A more purposive, progressive and functional construction is surely preferable. The selection process does not take place in a vacuum. Candidates must be prepared to come forward. There are many black and female potential candidates who could easily satisfy the criteria who choose not to come forward for interviewing by the JSC. The task of the JSC is to sift available candidates through the sieves of fitness, properness and appropriate qualification. Some fall by the wayside in the sifting process; the survivors will range from “barely made it” to “superstar” on the anticipated merits of their ability to judge. Only then should the consideration of race and gender come into play. Preferring a barely-made-it woman to a superstar man is a dangerous departure from the requirements spelt out in the constitution. The Cape Bar Council has already taken the JSC to court for declining to fill vacancies. It was ruled that it is irrational not to appoint suitable candidates who are available merely because they do not fall into the correct demographic. This could destroy the judiciary and it makes a nonsense of nonracialism and nonsexism. All sensible litigants would prefer that the best judges, irrespective of their race and gender, are available to hear their cases. Anything less presupposes the dumbing down of the bench and surrendering to mediocrity. Our public administration is constitutionally required to have a high standard of professional ethics and to be efficient, effective and economic in its use of resources, including human resources. Nothing less will do for the judiciary.

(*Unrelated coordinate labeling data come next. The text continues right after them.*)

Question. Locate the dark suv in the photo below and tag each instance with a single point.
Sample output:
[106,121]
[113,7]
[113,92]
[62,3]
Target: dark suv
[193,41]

Parliament has recognised this in legislation designed to promote the education and training of judicial officers. Here are some extracts from the preamble to this legislation worthy of noting by the JSC and everyone else concerned about the quality of the judiciary: “Since the need for education and training of judicial officers, whether aspirant, newly appointed or experienced, has long been recognised and that principle is practised and entrenched in most judicial systems around the world; and since there is a need for the education and training of judicial officers in a quest for enhanced service delivery and the rapid transformation of the judiciary; and since the law has become much more complex and varied, develops rapidly and is increasingly influenced by the globalisation of legal systems, trade, technology, new insights and challenges; and since education and training of judicial officers are necessary to uphold judicial independence, on the one hand, and to facilitate judicial accountability, on the other, and both are indispensable requirements of a judiciary in a functioning democracy; and since it is desirable that the education and training of judicial officers should primarily be directed and controlled by the judiciary …”.
It is perhaps significant that neither race nor gender is mentioned by Parliament. The quest for a nonracial and nonsexist order in SA calls for a transformation of mind-set, not a counting of chromosomes and measuring melanin cells. Perpetuating racism and sexism in the JSC’s processes is not what the law intends.